(246g) Dynamic Metabolic Flux Analysis for Tissue Systems

Many major advances in biotechnology are hindered by a lack of sufficient fundamental understanding of biological systems. In recent years, various quantitative approaches have been introduced for the study of microorganisms. In particular, cybernetic modeling is an interesting analysis method for biochemical systems based on the postulate that a biological organism is optimal with regard to certain evolutionary goals. Therefore, it is possible to predict the behavior of a biological system based on the objective function, provided that a cellular/metabolic objective can be formulated mathematically. However, the development in more complex multi-cellular systems, such as tissues, organs, or human metabolism, is still very limited, mainly due to the lack of knowledge about metabolic regulatory networks, which in essence are dynamic control phenomena.

In this work, a Dynamic Metabolic Flux Analysis (DMFA) method is presented for cybernetic modeling in tissue engineering problems.
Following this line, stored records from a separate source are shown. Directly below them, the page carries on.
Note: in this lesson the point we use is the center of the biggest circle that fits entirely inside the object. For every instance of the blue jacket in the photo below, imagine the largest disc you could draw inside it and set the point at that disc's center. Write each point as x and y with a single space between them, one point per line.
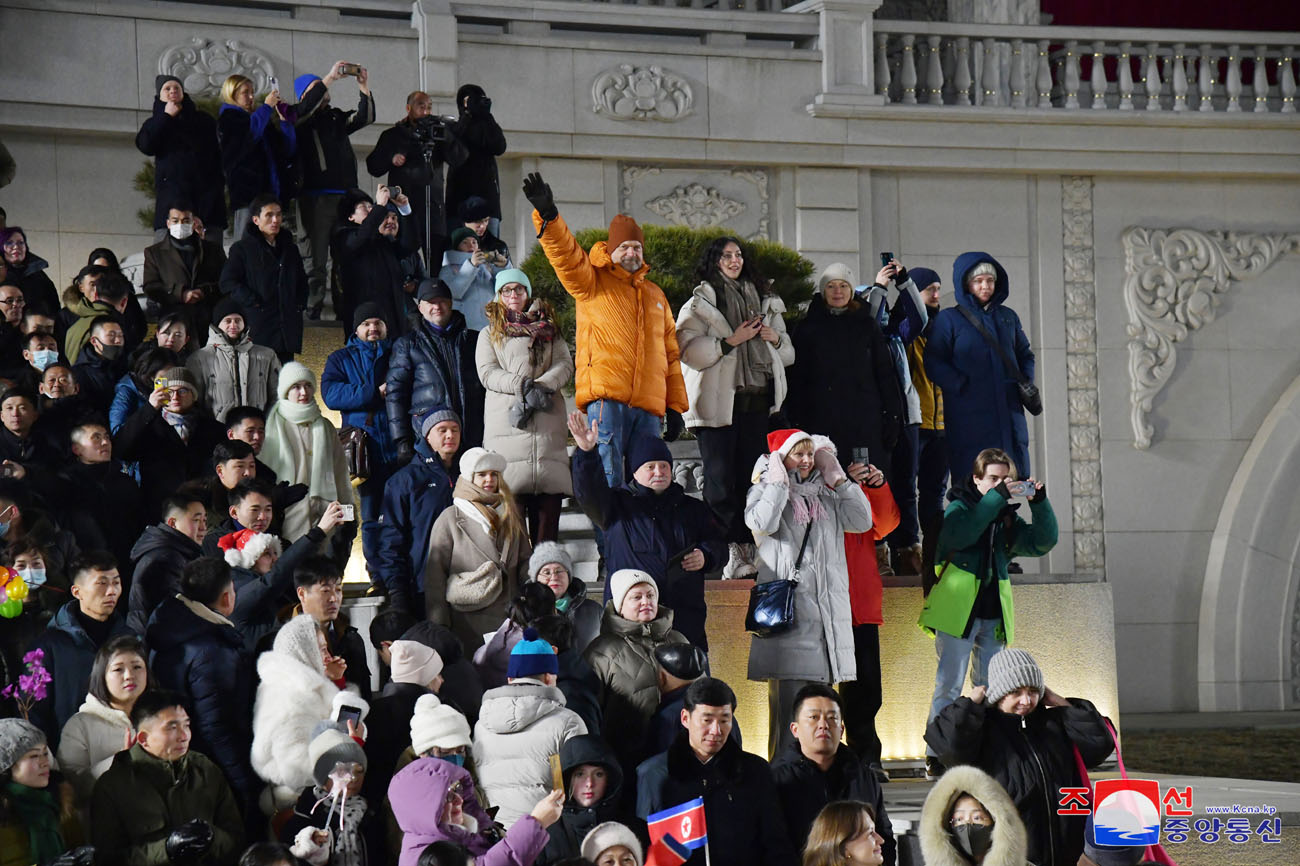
351 385
982 405
69 656
412 499
206 661
436 368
In this method, a metabolic flux model is combined with a cybernetically optimal regulatory network to predict the system transient responses to various stimuli. The regulatory network model is based on a modified Linear Quadratic Regulator (LQR) formulation, which assumes that the cells regulate their responses (i.e., fluxes) to optimize a homeostasis-type cybernetic objective, and results in an optimally tuned state-feedback proportional-integral control scheme. This model predicts how the net overall cell regulatory system behaves, or at least how it should behave in order to be optimal. While the problem can be formulated mathematically in different ways, the particular form employed enables the identification of a set of dynamics equations (linear differential equations) that predict the responses of a net overall cellular regulatory network. Further, this optimal network identified is a system property and not dependent on the type of stimuli applied or the experimental conditions, hence is a generalizable regulatory network model for the particular system studied. Thus, it can be used to predict system behavior under a variety of disturbances/manipulations.
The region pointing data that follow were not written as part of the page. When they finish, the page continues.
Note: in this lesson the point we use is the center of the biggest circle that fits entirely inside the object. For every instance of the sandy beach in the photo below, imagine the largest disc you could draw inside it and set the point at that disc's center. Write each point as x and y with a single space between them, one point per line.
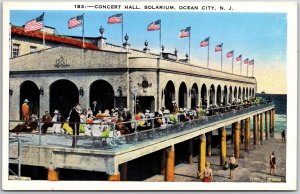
253 165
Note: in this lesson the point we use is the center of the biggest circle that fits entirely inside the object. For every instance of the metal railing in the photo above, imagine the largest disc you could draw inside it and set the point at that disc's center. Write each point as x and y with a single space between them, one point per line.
95 137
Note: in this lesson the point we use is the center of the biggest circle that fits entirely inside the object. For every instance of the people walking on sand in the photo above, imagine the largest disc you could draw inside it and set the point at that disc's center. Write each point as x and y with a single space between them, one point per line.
283 136
232 165
207 173
272 163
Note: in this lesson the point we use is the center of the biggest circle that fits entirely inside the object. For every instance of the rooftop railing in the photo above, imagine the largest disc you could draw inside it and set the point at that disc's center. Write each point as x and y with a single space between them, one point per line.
109 135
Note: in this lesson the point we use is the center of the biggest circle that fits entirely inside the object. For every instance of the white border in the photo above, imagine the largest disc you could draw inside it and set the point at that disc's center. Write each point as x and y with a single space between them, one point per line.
291 163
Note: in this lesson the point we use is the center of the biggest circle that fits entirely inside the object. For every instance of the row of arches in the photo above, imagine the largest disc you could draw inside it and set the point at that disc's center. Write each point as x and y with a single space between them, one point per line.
64 94
211 95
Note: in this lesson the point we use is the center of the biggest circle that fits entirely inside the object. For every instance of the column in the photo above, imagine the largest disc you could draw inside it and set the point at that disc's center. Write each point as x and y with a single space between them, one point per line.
202 154
222 132
163 156
243 131
247 134
115 177
123 171
266 125
169 177
52 174
190 154
236 127
261 127
208 143
255 129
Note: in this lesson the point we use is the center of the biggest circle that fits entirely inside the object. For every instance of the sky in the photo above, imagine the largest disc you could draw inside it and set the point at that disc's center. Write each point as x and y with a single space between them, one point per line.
258 36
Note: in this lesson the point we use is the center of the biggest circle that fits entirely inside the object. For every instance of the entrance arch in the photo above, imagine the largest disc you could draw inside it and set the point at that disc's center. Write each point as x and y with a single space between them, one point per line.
182 96
230 94
219 95
63 96
169 93
30 91
235 94
203 95
225 96
194 96
102 92
212 95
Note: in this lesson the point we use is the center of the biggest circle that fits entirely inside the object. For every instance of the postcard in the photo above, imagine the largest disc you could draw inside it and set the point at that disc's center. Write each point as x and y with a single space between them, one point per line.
149 96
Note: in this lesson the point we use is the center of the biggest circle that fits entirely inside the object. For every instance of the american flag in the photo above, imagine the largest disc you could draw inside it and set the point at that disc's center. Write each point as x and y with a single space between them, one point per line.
75 21
230 54
35 24
115 19
204 42
154 26
218 47
251 62
185 32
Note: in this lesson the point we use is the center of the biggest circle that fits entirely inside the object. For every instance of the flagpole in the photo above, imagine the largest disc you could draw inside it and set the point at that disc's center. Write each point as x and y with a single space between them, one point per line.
83 30
160 36
232 62
241 65
222 59
44 44
208 54
190 44
122 28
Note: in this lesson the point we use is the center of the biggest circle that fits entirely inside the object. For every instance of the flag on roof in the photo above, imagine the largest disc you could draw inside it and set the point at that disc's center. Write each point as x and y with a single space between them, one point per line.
230 54
185 32
239 58
35 24
204 42
251 62
75 21
154 26
218 47
115 19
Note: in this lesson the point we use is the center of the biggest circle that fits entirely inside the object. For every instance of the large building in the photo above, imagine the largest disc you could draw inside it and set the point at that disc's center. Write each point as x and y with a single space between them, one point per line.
65 71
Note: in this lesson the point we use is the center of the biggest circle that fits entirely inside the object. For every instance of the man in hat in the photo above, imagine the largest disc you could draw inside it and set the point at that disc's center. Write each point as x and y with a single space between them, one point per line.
47 121
25 110
74 122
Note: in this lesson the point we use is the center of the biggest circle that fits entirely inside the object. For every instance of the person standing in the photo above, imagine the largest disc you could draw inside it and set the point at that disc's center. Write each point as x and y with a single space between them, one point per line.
272 163
47 122
95 108
25 110
74 122
283 136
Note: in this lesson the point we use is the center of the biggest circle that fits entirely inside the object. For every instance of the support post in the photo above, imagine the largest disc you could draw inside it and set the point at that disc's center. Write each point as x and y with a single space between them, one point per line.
236 126
247 134
222 132
163 156
266 125
261 127
202 154
53 174
190 154
208 143
123 171
169 177
115 177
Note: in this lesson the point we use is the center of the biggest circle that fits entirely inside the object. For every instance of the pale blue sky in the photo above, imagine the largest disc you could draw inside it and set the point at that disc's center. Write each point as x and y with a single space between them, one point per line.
262 36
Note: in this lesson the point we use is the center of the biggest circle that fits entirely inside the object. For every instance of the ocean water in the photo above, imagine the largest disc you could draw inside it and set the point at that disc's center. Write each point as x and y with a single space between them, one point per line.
280 101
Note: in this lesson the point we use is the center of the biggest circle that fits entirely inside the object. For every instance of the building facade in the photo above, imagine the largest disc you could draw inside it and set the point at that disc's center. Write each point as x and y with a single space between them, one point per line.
65 72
The introduced modeling methodology is a hybrid of Metabolic Flux Analysis (MFA), which is an experimental support method, and dynamic Flux Balance Analysis (FBA), which is an in silico experiment method. Due to limited applicability of FBA and similar methods to mammal cells, the optimal control scheme employed requires pre- and post-stimuli MFA results, as well as a very limited number of transient data for determination of several parameters in the cybernetic objective. However, as a result of this limited data it enables modeling and prediction of transient responses of all metabolites and fluxes in the model, resulting in 10 fold or more reduction in the total number of analysis that needs to be performed; hence DMFA is very promising as an experimental support tool.

Further, based on to the correlations between MFA and Metabolic Control Analysis (MCA), the results of DMFA can be used to perform an MCA study without additional experiments, with the capability of predicting time-dependent elasticity and coefficients. More significantly, it is demonstrated that combined MFA and MCA results for a particular system are sufficient for building DMFA models under some mild mathematical conditions.
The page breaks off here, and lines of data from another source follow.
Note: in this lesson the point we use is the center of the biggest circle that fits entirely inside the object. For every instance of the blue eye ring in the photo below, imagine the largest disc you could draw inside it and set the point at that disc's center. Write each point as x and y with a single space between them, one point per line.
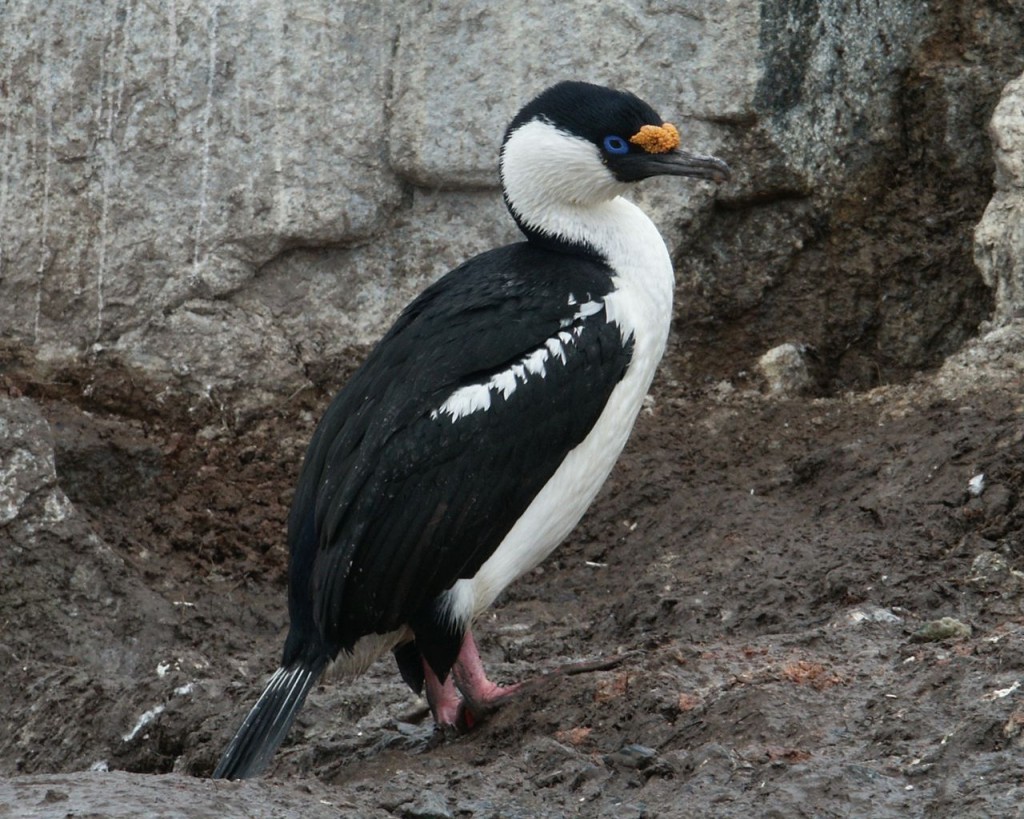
615 145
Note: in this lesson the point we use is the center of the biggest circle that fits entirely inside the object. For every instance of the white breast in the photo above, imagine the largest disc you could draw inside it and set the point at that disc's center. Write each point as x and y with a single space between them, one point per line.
641 306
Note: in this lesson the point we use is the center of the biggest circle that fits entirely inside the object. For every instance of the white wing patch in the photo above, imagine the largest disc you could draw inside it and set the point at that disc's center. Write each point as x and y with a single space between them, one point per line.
476 397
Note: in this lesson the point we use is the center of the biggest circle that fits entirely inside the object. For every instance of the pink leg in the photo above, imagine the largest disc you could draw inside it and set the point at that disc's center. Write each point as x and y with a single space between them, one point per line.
479 693
442 697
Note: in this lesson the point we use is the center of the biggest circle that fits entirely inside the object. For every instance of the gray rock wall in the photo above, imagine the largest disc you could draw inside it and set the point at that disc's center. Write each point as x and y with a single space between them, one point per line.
999 236
226 197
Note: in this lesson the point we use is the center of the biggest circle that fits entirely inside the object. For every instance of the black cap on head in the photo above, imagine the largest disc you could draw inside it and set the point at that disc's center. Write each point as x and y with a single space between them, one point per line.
591 112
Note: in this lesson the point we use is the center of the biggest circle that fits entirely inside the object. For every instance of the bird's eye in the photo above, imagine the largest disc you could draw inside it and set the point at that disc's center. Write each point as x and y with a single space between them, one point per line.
616 145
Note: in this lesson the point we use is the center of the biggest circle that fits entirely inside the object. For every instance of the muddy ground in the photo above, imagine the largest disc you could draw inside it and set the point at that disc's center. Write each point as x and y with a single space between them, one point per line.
766 568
While the proposed DMFA method is applicable to general metabolic systems, the homeostasis-type objective is more suitable for mammal cells and tissue systems. The DMFA methodology developed is applied to modeling of fatty acid metabolism in rat hepatocytes cultures, particularly time-response of lipid accumulation in hepatocyte cultures exposed to plasma with fatty acid. Stable cultures of rat hepatocytes maintained in the collagen sandwich configuration are used to measure the intracellular levels and fluxes of fatty acids and several related molecular species. Metabolic flux models obtained from literature are combined with literature and new experimental data. As a result, a cybernetic model that predicts qualitatively lipid accumulation in hepatocyte cultures is developed. The model is applied to hepatic steatosis for predicting enzymes & genes that are critical for effective regulation of lipid accumulation. Optimal therapy schemes (determination of optimal dosage and combination of drugs) for treatment are also discussed.